A proposal by new owner Bryan DeCunha would have redeveloped the club, which closed in April due to declining membership, into 95 single-family homes. Orange County has owned the development rights to the property since 1985, and DeCunha’s request met fierce opposition from longtime homeowners from the start.
About 50 people wore neon orange tee shirts reading, “Save the open space permanently” at a hearing at the Orange County Administration building on October 18, a rallying cry for a group of homeowners who were opposed to the proposed redevelopment plans for the Windermere (Fla.) Country Club, the Winter Garden, Fla., Orange Observer reported.
New property owner Bryan DeCunha, a Canadian developer who also owns Dragon’s Fire Golf Club in Ontario, purchased the golf club in 2011 for $2.1 million. After the golf club’s membership declined, he closed the course in April and advanced the idea of converting 155 acres into 95 single-family homes, the Observer reported.
However, to accomplish that, DeCunha needed to be granted the development rights, which have belonged to Orange County per a condition included in the original agreement from 1985, the Observer reported.
DeCunha’s development request met fierce opposition from longtime homeowners on the property from the start. A public hearing held during the Board of County Commissioners meeting had 31 speakers sign up to express their concerns on the issue, and Orange County Commissioners finally put the homeowners’ anxieties to rest by firmly denying DeCunha the development rights, the Observer reported.
The room erupted in cheers and applause once the commissioners announced their decision. Mayor Teresa Jacobs showed strong support for the homeowners after all the speakers conveyed their thoughts, the Observer reported.
“So in the interest of protecting your property rights and what you’ve invested in, we were entrusted with these development rights,” Jacobs said. “And I think it’s been a very, very clear and compelling case, and I’ve seen no legal arguments to suggest anything other than we are completely in our legislative authority to make this call and the call is clearly on the side of honoring the development rights for those of you who have paid so much for them.”
Homeowners in the Windermere Country Club were upset to hear about DeCunha’s proposal to add more homes to the development because they all paid a premium when purchasing the property, expecting the course to retain its open green space and allow them an escape from unbridled development. They stated the development, if approved, would add more traffic to already-congested roads, result in years of construction in their backyard and reduce their property values, the Observer reported.

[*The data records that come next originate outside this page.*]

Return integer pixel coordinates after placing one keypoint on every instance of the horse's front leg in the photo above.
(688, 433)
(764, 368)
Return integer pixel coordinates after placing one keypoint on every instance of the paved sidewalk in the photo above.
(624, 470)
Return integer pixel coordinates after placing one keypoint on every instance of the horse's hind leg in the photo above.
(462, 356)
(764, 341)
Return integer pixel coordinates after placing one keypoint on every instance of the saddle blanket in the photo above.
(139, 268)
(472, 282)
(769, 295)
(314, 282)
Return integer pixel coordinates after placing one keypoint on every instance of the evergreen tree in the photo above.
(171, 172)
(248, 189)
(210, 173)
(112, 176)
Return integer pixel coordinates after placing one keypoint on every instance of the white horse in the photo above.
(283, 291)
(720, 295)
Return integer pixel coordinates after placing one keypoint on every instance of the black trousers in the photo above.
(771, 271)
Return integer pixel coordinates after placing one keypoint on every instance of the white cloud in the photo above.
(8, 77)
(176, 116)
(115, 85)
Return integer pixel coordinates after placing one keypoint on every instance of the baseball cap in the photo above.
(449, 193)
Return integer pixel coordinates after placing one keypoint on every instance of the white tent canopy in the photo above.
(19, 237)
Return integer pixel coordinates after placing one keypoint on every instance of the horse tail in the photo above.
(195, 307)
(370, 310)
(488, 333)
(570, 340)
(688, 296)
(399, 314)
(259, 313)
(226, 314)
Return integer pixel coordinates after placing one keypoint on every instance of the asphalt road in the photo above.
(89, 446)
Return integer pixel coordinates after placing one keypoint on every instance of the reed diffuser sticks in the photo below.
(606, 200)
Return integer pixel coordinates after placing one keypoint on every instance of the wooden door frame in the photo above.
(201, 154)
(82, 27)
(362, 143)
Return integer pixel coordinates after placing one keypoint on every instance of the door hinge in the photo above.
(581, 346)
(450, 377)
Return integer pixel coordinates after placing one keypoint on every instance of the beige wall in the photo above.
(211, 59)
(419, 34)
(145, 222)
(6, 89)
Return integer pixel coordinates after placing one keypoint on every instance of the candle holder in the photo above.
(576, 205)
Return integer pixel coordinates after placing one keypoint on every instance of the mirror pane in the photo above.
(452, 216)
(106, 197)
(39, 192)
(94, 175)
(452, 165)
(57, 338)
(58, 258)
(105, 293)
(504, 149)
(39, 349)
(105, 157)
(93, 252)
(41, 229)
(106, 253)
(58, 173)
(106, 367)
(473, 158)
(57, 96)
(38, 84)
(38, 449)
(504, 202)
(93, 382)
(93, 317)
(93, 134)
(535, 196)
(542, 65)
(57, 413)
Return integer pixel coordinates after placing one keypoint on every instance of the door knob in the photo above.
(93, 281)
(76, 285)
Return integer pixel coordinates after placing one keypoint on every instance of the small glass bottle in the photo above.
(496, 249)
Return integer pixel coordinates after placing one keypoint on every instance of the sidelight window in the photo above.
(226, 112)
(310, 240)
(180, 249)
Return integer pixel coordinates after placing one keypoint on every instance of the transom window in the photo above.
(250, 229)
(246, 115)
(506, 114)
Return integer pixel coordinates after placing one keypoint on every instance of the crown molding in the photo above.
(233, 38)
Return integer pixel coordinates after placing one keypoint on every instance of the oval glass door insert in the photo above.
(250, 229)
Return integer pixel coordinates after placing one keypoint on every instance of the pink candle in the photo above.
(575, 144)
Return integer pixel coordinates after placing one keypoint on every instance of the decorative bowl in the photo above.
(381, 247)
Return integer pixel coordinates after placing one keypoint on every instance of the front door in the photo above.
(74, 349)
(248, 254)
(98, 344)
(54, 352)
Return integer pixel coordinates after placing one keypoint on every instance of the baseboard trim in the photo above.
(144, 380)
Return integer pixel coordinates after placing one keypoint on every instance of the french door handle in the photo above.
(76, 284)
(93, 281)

Leigh Ann Dyal, president of the Windermere Country Club’s Homeowners Association, has lived in the club for 20 years. Dyal went door-to-door and collected 133 signatures out of 147 homes who were against the development; six homes were in foreclosure, and two homes did not care either way, the Observer reported.
Resident Galen Miller said DeCunha deliberately destroyed the course and membership numbers so he could use the excuse the golf course was not economically viable. Miller said the developer filled the pool with dirt, put Roundup on the greens to kill it, turned off the A/C of the facility, which caused mildew growth, and drove his car around the course, the Observer reported.
All the homeowners were in agreement that their expectation was the open green space, having been dedicated to the county in an effort to preserve it permanently, should be respected, the Observer reported.
“Permanent space means permanent,” said Michael Eckhoff, a WCC resident. “We are not for sale.”
DeCunha’s attorney, Truong Nguyen said he considered it an unfair violation of due process to require DeCunha to receive the development rights to obtain permission to apply for the development itself, the Observer reported.
“We just want the ability to go forward and finish and complete our application to show the merits of why we’re asking,” Nguyen said. “The problem is that P&Z’s (Planning and Zoning Board) position is that we can’t proceed forward unless we go through this. And all the points you made are valid, but whether they are valid or not, should be shown after all the merits have been considered.”
Jacobs responded that this is a routine procedure that serves as DeCunha’s due process and clarified that the County Commission is under no obligation to grant the development rights, the Observer reported.
“Well I would argue that this is your due process, and that sometimes in the course of due process, the answer is no,” Jacobs responded, to the laughter of many in the room. “In this particular case—and I’m not trying to be funny—but due process is not a guaranteed right to develop, it just gives you the right to come forward and go through the process.”
County commissioners, in the end, voted unanimously against relinquishing their development rights to DeCunha, pointing out that nothing Nguyen had said managed to convince them or indicate a compelling need to revert the original 1985 decision, the Observer reported.
“If you look at the original premise of this cluster, it was that there is going to be a certain amount of open space. And you ask us now, to give back that property so that you have the ability to change that agreement and that zoning that we entered in 1985 or ’86,” Jacobs said. “We’re not compelled to do that. Nothing that I have heard here, at all, has compelled me to believe that there is any need to change the arrangement that we established in the 1980s.”